By: Brad Fuqua
Original Post from Philomath Express
The Philomath School District plans to issue surveys to teachers, students and parents from Oct. 10-24 to try to create a complete picture of technology use for learning both in the classroom and at home.
Rob Singleton, the district’s director of instructional technology, said the surveys will be for teachers, students and parents in grades 3-12. The school district will analyze the results to provide targeted services, programs and professional development based on identified needs.
“We need to be able to prepare our students with 21st-century skills that can prepare them for college, training or work because that’s what the future is,” Singleton said. “We need to be able to be more strategic about how we go about that. By that, I mean we need to know where our strengths are and where the gaps are in both our teachers’ understanding and our students’ understanding of where their skills are — not just want they think they know but what they really need to know to be proficient and savvy and safe with all of these tools that we can provide and we use and what they might use.”
The district is conducting the surveys through BrightBytes Technology and Learning, a company that specializes in gathering targeted information through the use of what it identifies as its CASE framework.
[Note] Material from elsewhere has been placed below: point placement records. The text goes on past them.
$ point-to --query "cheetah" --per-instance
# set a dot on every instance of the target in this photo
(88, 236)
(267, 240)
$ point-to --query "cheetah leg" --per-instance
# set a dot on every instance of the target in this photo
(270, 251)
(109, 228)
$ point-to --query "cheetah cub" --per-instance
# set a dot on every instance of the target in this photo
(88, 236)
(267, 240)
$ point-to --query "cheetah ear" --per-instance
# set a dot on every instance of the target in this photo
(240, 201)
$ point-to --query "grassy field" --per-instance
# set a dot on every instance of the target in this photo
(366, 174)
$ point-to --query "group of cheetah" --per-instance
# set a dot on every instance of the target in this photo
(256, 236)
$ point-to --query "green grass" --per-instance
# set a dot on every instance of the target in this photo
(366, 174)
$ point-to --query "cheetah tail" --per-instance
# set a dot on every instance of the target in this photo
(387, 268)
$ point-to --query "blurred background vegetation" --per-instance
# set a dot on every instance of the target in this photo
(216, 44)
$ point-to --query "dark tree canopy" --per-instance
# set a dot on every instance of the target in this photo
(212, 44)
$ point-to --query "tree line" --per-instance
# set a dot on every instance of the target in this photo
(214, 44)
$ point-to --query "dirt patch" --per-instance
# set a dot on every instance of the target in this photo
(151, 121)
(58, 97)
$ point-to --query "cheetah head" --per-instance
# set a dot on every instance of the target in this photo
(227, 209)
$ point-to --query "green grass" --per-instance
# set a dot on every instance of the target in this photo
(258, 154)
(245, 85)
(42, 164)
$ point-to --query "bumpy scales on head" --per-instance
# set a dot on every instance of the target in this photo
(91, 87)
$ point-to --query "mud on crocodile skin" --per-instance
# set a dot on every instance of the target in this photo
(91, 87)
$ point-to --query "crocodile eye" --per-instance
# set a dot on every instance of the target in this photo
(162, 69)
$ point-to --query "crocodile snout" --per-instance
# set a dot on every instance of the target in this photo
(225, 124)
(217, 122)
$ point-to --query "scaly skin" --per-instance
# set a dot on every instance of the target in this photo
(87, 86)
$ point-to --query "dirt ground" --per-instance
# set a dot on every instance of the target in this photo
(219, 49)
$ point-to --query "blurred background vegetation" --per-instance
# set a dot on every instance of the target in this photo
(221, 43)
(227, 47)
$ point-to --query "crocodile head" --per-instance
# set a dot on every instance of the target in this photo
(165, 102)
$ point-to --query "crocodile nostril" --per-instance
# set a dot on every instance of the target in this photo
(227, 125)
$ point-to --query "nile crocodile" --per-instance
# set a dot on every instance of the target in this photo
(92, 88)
CASE is an acronym for four areas of evaluation — classroom, access, skills and environment.
Singleton estimated that the survey will take parents five to seven minutes to complete.
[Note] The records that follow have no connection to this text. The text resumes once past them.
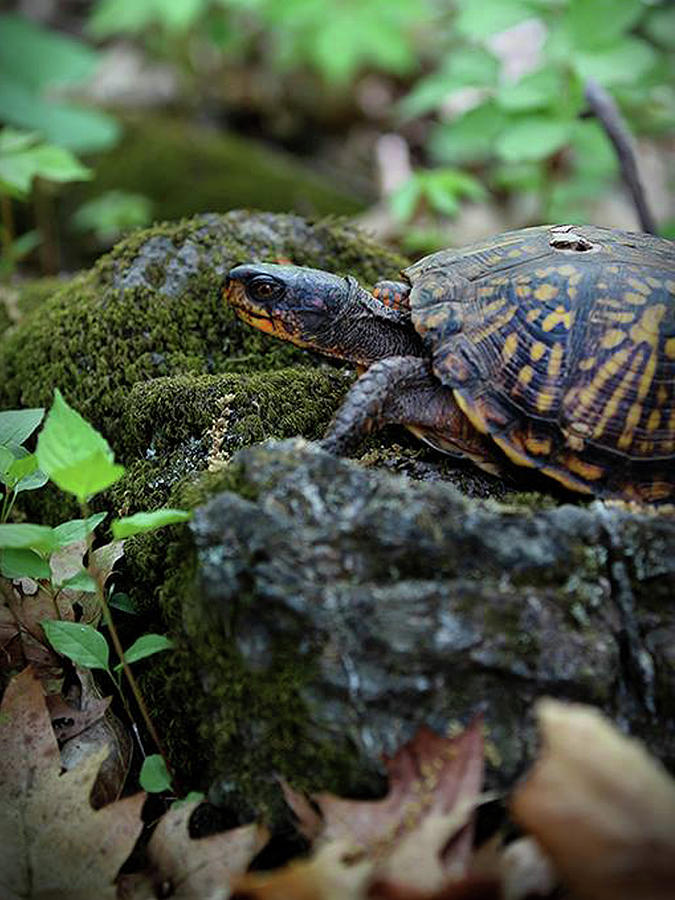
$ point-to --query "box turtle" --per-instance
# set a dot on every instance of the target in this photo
(549, 347)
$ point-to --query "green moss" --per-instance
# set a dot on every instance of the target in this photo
(186, 168)
(109, 328)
“We’re trying to get an idea of what kind of access they have to the internet,” he said. “We think that we might know that all of our kids carry around this little mini computer (cellphone) but that may not be the case and we might be sending digital homework and expecting all of our students to be able to do it through online access or even interfacing with their teacher online … Some of them may not be able to do so; we really don’t have a sense, we haven’t measured that in the community.”
The parent component of the three-pronged survey will serve an important purpose.
“We really want our parents to be part of the solution that we’re trying to come up with and be able to give us feedback about internet usage, access to a device, all of the things that they might need to have access to be successful,” Singleton said.
The teaching component is a big part of the information-gathering effort as Singleton and instructional support staff Jennifer Kessel learn about what they need to focus on to help support educators.
“It’s not like we’re putting a computer down and walking way — not that they did that before, but Jennifer and I throughout this year are going to be meeting with teachers about what are your goals for this lesson and what kind of support can we provide you in the classroom as you try a new technology tool for your kids that might enhance the learning that goes on?” Singleton said. “It doesn’t replace good teaching and the lessons and all of that, but it can add more differentiation so some students will be working at different paces with different content and we want to be in the classroom and supporting those teachers as they’re trying new things with technology.”
Singleton said the surveys all tie into three pillars that the district is focused on — RTI (Response to Intervention), AVID (Achievement Via Individual Determination) and social-emotional learning.